Alimentos funcionais são tendência há alguns anos. Eles evoluem constantemente e são reinventados na medida em que as pesquisas científicas são desenvolvidas. Consequentemente, as indústrias incorporam esses alimentos em seus produtos, oferecendo diversos benefícios à saúde. Nos últimos anos, vimos o surgimento, esquecimento e a volta de diversos alimentos e ingredientes funcionais como a fibra alimentar, que teve sua primeira alegação de saúde aprovada pela agência americana Food and Drug Administration (FDA) em 1994. Após 25 anos, graças ao avanço dos conhecimentos sobre microbiota intestinal, a fibra nunca esteve tão em voga, juntamente aos probióticos.

A pandemia do coronavírus 2019 (covid-19) também contribuiu muito para o aumento da atenção a alimentos funcionais. Dada a importância do reforço do sistema imunológico para combater doenças infecciosas e a falta de previsão de vacina para toda população, a alimentação funcional emergiu como ótima estratégia para auxiliar no bom funcionamento do sistema imunológico. A pesquisa Galunion e Qualibest realizou uma entrevista sobre alimentação na pandemia com 1.108 pessoas, e 75% delas mencionaram optar por comida saborosa, fresca e com propriedades que ajudem na melhora da imunidade e no estado geral de saúde.

Agora mais do que nunca, alimentos funcionais e seus diversos benefícios são importantes e agregam propriedades que podem auxiliar na prevenção e tratamento de diversas condições. Dentre elas, podemos destacar: redução do colesterol, controle de peso, prevenção e redução do risco de doenças cardíacas, câncer, osteoporose, diabetes e doenças renais (condições que se mostraram como fatores de risco para um pior quadro de COVID-19).

A preocupação com a saúde tem sido um dos maiores impulsionadores dos alimentos funcionais no mercado, e esse valor agregado demonstra ter importância decisiva na compra de alimentos e bebidas. O mercado desses alimentos foi estimado em aproximadamente USD$ 68 bilhões em 2018, e tem projeção de USD$ 94,1 bilhões para 2023 (Market and Markets). Para atender a essa demanda, a indústria tem utilizado pesquisas e implementação de novas tecnologias para desenvolver produtos com características funcionais e maior densidade nutricional. Assim, muitos alimentos ganharam versões com menos calorias ou com adição de proteínas, fibras, vitaminas e minerais.

Neste cenário, muitas empresas foram consideradas visionárias mentais para o desenvolvimento do setor de ingredientes funcionais, especialmente por desenvolver um papel educativo, mostrar benefícios com respaldado científico e valorizar o contato com seus consumidores.
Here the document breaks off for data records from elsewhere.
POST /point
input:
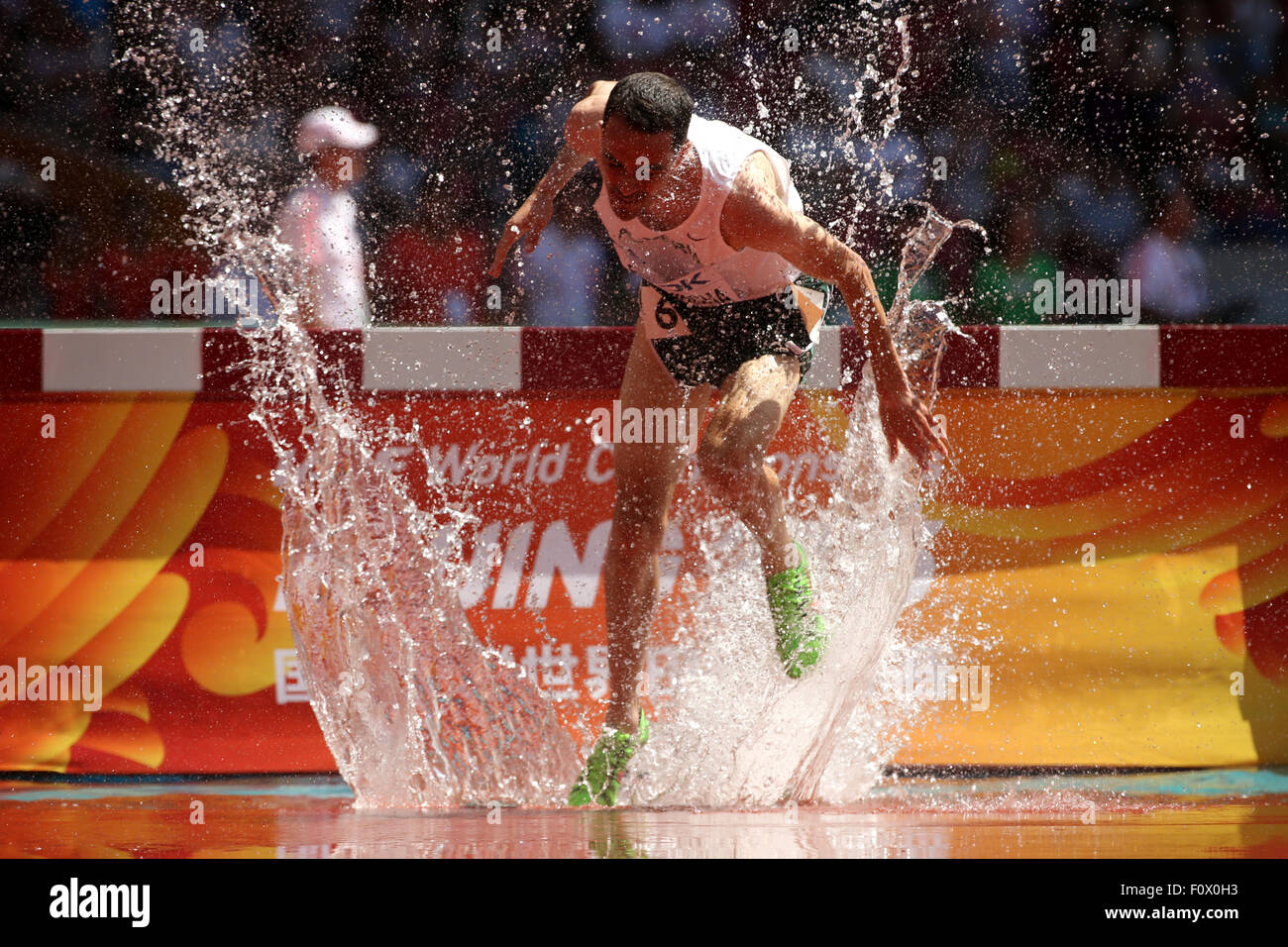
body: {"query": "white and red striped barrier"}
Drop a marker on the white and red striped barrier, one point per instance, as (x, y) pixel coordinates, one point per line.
(204, 361)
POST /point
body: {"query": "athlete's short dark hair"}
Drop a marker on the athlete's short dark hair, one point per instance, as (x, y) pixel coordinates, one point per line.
(651, 102)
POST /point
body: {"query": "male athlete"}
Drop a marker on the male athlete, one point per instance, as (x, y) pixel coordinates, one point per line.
(709, 219)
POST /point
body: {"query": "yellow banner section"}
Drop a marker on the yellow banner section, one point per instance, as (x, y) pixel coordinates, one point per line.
(1112, 577)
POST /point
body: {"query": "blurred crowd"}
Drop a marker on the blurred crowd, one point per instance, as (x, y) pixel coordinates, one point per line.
(1094, 141)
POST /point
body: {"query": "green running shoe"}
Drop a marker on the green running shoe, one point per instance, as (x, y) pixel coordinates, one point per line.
(601, 779)
(800, 631)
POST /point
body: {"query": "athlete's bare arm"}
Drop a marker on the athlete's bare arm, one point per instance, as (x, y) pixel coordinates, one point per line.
(756, 215)
(581, 145)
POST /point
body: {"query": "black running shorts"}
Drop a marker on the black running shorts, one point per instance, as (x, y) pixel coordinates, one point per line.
(704, 344)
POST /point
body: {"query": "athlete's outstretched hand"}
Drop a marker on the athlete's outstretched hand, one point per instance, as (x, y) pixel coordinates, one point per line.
(528, 221)
(906, 419)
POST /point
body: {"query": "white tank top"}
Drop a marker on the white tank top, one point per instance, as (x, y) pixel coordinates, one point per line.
(692, 261)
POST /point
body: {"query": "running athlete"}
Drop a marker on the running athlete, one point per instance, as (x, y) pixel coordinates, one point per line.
(709, 219)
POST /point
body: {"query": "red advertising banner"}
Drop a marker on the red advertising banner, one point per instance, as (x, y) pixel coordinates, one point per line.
(142, 547)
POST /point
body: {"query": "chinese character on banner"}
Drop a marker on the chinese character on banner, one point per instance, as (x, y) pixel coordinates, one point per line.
(596, 672)
(553, 669)
(286, 673)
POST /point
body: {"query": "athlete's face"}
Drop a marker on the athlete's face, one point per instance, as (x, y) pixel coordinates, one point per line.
(634, 165)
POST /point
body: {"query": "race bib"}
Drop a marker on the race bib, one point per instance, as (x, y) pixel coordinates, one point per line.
(661, 318)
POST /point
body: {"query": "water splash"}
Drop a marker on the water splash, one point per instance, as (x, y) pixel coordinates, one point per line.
(421, 711)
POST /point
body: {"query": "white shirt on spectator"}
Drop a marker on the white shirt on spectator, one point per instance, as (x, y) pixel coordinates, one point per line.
(1172, 278)
(321, 226)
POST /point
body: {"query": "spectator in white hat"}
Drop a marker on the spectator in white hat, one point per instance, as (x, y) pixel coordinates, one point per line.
(320, 219)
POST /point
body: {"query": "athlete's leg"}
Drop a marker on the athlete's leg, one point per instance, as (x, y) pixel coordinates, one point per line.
(645, 476)
(752, 405)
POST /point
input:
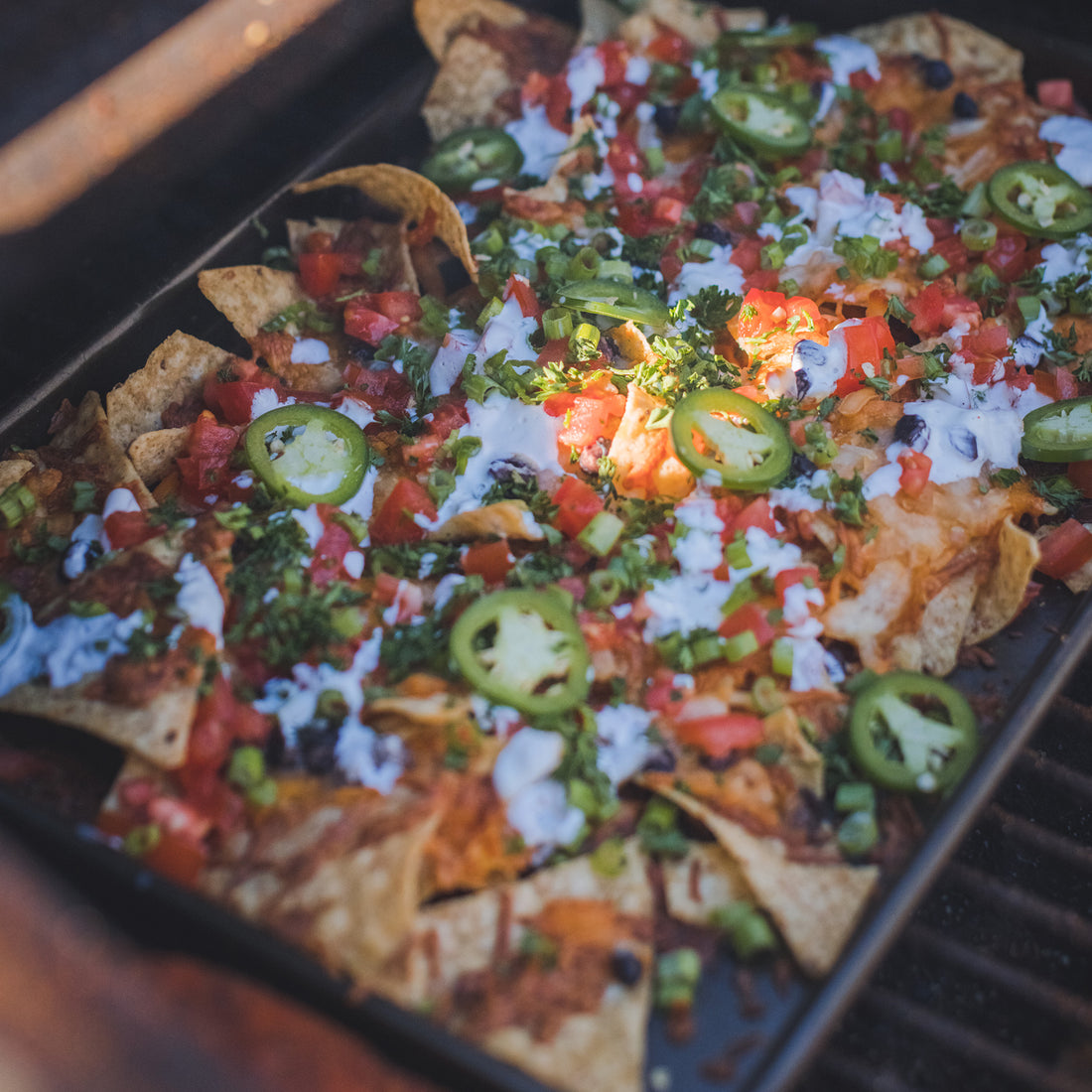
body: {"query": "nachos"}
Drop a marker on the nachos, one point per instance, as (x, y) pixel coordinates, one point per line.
(585, 538)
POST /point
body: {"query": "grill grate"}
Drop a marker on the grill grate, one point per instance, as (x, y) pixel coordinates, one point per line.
(990, 990)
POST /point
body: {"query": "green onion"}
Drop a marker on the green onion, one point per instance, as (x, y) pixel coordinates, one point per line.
(979, 233)
(585, 264)
(932, 266)
(615, 270)
(557, 323)
(781, 655)
(493, 307)
(736, 554)
(603, 589)
(859, 833)
(747, 929)
(83, 495)
(740, 645)
(855, 796)
(17, 502)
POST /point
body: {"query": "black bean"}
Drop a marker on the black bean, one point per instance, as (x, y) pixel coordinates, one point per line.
(714, 232)
(908, 428)
(666, 117)
(965, 443)
(625, 967)
(937, 74)
(964, 106)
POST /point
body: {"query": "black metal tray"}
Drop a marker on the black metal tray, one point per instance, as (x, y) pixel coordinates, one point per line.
(768, 1044)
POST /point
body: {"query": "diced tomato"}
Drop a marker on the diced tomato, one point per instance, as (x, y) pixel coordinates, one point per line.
(1065, 549)
(367, 325)
(755, 513)
(209, 450)
(577, 503)
(788, 578)
(1012, 255)
(395, 521)
(866, 341)
(752, 617)
(719, 736)
(915, 472)
(1080, 474)
(129, 528)
(1055, 94)
(938, 307)
(489, 560)
(520, 287)
(319, 272)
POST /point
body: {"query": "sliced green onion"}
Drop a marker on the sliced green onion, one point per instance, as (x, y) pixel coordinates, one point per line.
(602, 532)
(855, 796)
(740, 645)
(17, 502)
(493, 307)
(979, 233)
(585, 263)
(557, 323)
(603, 589)
(932, 266)
(736, 554)
(859, 833)
(781, 655)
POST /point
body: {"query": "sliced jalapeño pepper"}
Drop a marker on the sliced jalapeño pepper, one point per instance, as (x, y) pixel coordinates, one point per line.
(1059, 433)
(912, 733)
(761, 120)
(473, 155)
(1039, 199)
(523, 648)
(615, 299)
(745, 447)
(308, 455)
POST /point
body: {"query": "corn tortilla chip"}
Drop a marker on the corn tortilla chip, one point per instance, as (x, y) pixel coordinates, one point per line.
(248, 296)
(969, 51)
(599, 1049)
(815, 906)
(175, 371)
(410, 194)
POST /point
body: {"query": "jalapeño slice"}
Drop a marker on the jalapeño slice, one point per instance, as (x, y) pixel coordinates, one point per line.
(761, 120)
(472, 155)
(523, 648)
(1039, 199)
(307, 455)
(615, 299)
(745, 447)
(912, 733)
(1059, 433)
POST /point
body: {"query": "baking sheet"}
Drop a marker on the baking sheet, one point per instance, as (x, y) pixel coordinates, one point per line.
(752, 1039)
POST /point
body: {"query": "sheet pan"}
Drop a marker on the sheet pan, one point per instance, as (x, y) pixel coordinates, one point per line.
(757, 1038)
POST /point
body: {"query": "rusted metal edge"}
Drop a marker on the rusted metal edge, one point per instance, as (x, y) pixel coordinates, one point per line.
(85, 139)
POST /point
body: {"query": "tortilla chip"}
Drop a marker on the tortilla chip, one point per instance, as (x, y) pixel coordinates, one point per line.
(439, 21)
(970, 52)
(12, 471)
(153, 455)
(701, 24)
(935, 645)
(600, 1049)
(248, 296)
(816, 906)
(1002, 597)
(506, 519)
(174, 372)
(338, 874)
(157, 731)
(407, 193)
(701, 882)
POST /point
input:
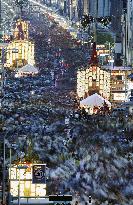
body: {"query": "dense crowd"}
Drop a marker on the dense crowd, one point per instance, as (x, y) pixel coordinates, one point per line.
(88, 155)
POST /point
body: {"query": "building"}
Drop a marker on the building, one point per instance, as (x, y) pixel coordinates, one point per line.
(120, 84)
(24, 48)
(99, 7)
(127, 31)
(93, 79)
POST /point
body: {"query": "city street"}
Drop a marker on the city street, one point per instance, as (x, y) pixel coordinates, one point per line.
(88, 156)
Perspectivas e Opinião da NutriConnection

  • Independente da estratégia adotada com alimentos funcionais, os benefícios entregues e comunicados aos consumidores devem ser claros. Assim, haverá um reconhecimento maior da marca e, consequentemente, maior fidelização dos consumidores.
  • A imunidade é uma tendência que permanecerá à medida que os consumidores enxerguem valor no seu consumo contínuo. A diversificação de produtos com este propósito para além dos suplementos deverá ser chave em 2021.
  • Olhar para a biodiversidade local se tornará cada vez mais importante, no sentido de resgatar as heranças culturais do país e da região (com respaldo científico) e trabalhar cada vez mais com a sustentabilidade local.
  • O mercado de suplementos ainda tem grande potencial de crescimento e a divulgação para os profissionais da saúde é muito importante, já que 69% dos consumidores de suplementos os utilizam por recomendação destes profissionais. Portanto, a comunicação das marcas e dos ingredientes/compostos também deve ser aprofundada para este público (fonte: ABIAD)
  • Cada vez mais é importante o investimento na melhora da palatabilidade de alguns ingredientes. Com isso, novas formas de apresentação deverão surgir no mercado. A espirulina é um exemplo de produto completo, mas que devido ao seu sabor amargo, pode não agradar a muitos paladares.
  • Em relação às formas de apresentação, o formato de gomas, sachês e outros tipos de embalagens individuais e personalizadas abrem portas para que os suplementos possam ficar mais próximos da categoria de alimentos, contribuindo para um consumo mais disseminado. 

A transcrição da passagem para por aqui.